I’m not, mind you, but maybe 21 will actually change that. I guess it’ll depend more on the tooling than anything else. Because the things I dislike the most about current world Java is that it’s very dependent on 3rd party “addons” to become a nice working experience. Like, you’ll probably want to use Quarkus if you’re doing anything enterprise related, but then you’re putting yourself at the mercy of Big Blue. I’m not sure that Java21 will change that, if it will then it’ll probably be a world where Java dominates even harder than it already does.


> the sane members of the Java community have long since moved on from Java, and they're not coming back

We wish! We're stuck in the Java job market, reading Java praise pieces like this... Oh boy! Java's getting structs?


How long until we get continuations in Java? Maybe another 10y? How long until we get TCO? Lets say 20y?

And in the end it will still not feel clean or as neat as other languages, that had this stuff for multiple decades.


Hopefully never. There's a reason no primarily functional language ever became mainstream. The "elegant code" they allow is never as lovely as the zealots imagine


None of those are a necessity, and they can be easily implemented in an additional layer (e.g. annotation processor if you really wanted to).

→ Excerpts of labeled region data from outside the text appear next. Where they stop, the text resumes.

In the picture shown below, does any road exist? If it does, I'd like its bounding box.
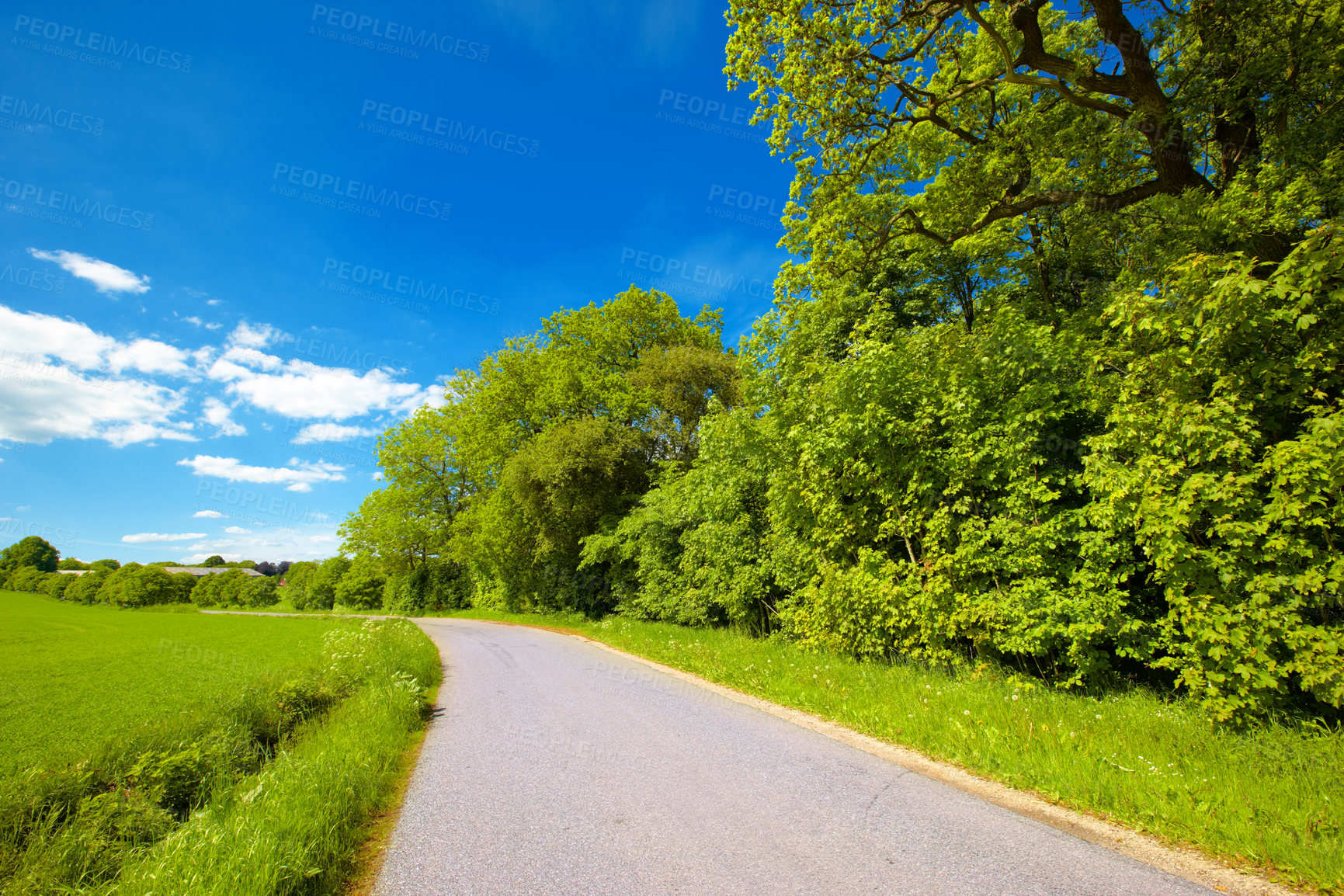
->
[377,620,1212,896]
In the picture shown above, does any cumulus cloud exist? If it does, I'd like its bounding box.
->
[228,321,294,348]
[177,454,346,491]
[293,423,382,445]
[0,305,195,447]
[207,348,442,422]
[28,247,149,296]
[121,532,206,544]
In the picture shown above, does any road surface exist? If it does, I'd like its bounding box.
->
[377,620,1212,896]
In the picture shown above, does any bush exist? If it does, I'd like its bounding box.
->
[9,567,48,594]
[66,570,110,603]
[283,560,318,609]
[168,572,196,603]
[42,574,79,600]
[305,555,349,609]
[98,563,145,606]
[335,557,387,609]
[191,570,248,607]
[239,575,280,607]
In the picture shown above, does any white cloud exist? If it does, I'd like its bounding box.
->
[293,423,382,445]
[28,247,149,294]
[0,305,195,447]
[204,398,248,436]
[208,348,443,422]
[107,339,187,373]
[177,454,346,491]
[228,321,294,348]
[121,532,206,544]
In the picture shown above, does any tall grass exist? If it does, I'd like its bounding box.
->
[0,607,439,896]
[447,609,1344,892]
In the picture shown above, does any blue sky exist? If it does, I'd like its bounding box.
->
[0,0,790,561]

No language features above machine code are a "necessity". Java is not a "necessity". "OOP" is not a "necessity" either. Why don't we all work in C? Or maybe all in assembly language? Yet most of us are glad we can work at a higher level. Probably no single language feature is a "necessity", yet when they come together they make for higher level languages and elegant expression.

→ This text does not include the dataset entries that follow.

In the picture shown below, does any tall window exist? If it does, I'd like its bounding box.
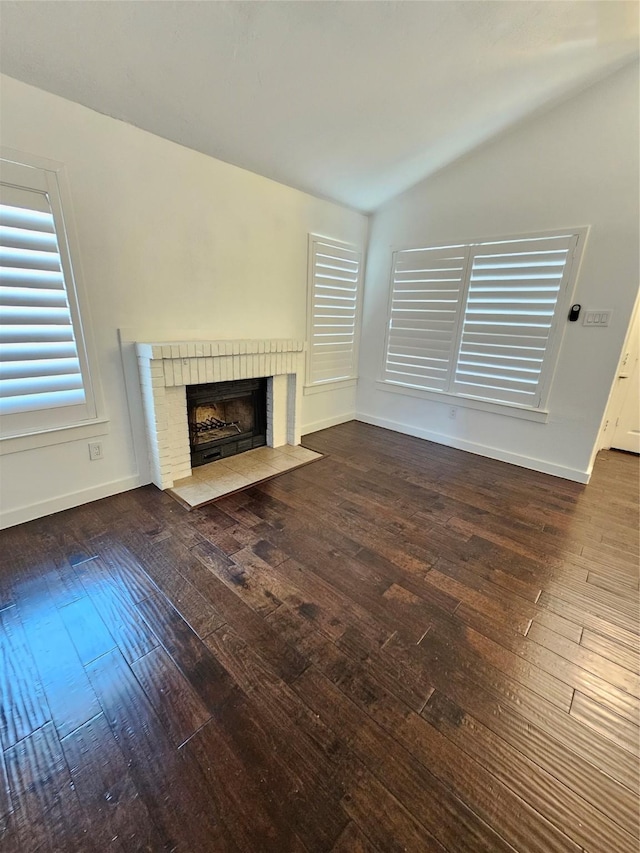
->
[307,234,362,386]
[0,160,95,436]
[384,233,582,409]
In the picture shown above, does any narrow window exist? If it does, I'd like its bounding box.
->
[0,160,95,436]
[307,234,362,385]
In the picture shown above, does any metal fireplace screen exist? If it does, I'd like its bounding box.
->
[187,379,267,468]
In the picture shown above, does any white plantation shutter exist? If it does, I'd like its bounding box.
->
[385,246,469,391]
[0,161,90,434]
[453,235,577,408]
[385,234,578,409]
[307,240,362,385]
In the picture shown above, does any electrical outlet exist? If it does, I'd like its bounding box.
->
[89,441,104,462]
[582,308,612,326]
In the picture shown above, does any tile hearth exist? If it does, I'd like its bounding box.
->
[167,444,322,509]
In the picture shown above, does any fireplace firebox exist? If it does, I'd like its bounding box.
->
[187,379,267,468]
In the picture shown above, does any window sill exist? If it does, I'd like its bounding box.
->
[376,380,549,423]
[303,379,358,397]
[0,420,109,456]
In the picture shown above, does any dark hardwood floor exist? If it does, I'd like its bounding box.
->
[0,422,640,853]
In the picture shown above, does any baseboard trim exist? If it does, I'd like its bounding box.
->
[0,474,149,530]
[300,412,357,435]
[356,412,591,484]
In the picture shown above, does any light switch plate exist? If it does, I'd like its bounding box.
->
[582,308,613,326]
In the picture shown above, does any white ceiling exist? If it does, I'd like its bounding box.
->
[0,0,638,211]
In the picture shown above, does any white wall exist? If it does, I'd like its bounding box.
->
[0,76,367,526]
[357,65,639,482]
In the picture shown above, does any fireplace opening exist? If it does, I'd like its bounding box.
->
[187,379,267,468]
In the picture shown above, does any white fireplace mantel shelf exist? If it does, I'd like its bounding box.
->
[136,338,305,489]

Let's not forget that the JVM still does not have reasonable generics & value types. The .NET CLR introduced this in 2005, bettering the JVM. Java was in a sleepy slow release mode back then. We've been waiting 18 years for value types and proper generics - Valhalla has been just about ready for a very long time. Some of us moved on a long time ago.

Agree that Kotlin is a bright spot in terms JVM languages. For my taste has adopted some of the best concept of Scala, but without the burgeoning complexity.


C# def brought a lot to the table vs Java but I feel like it has also kind of stagnated and not realized the potential of F#. Scala likewise is very powerful but def overly complicated and difficult. Kotlin + Arrow hits the sweet spot, at least for me.


As a Kotlin dev you should still be excited by virtual threads in Java 21. You'll never have to use coroutines again.


I'm very curious to see how this works out in the Kotlin ecosystem, given the amount of async code out there (and the associated function coloring issues).


You can easily combine the two, just use a virtual thread and when you hit a `suspend` function use `runBlocking` to get rid of the suspension.


Well when Sun imploded and Oracle stepped in, Java stopped getting regular releases for 10 years. Java versions literally came out every 2 years before Oracle happened.

So that’s why they’re 10 years behind. But now they come out like 2+ times a year so they’re on track making major progress.

Also the null thing hasn’t been an issue for over 10 years. Just use null annotations and both your static checker and your IDE will catch every NPE.


> Also the null thing hasn’t been an issue for over 10 years.

I don't think I've ever seen a Java codebase that doesn't experience NPEs in prod, and that includes modern greenfield ones that make use of all the tools to combat it.

> Just use null annotations and both your static checker and your IDE will catch every NPE.

Yeah, or just catch it in code review, or just xyz...

Or, just switch to a compiler that doesn't allow it in the first place, out of the box?


> I don't think I've ever seen a Java codebase that doesn't experience NPEs in prod

Frankly, the last NPE I saw in production was many many years ago.


same, Kotlin doesn't compile if you try to deference null pointers


TBH, Sun was already excessively conservative with language features in Java long before the Oracle purchase.

The JVM runtime though is and was a miracle of engineering. Enough to make the mediocrity of the language worth it. Though these days I don't (and don't want to) work in it, I absolutely understand why companies could make the choice to do so.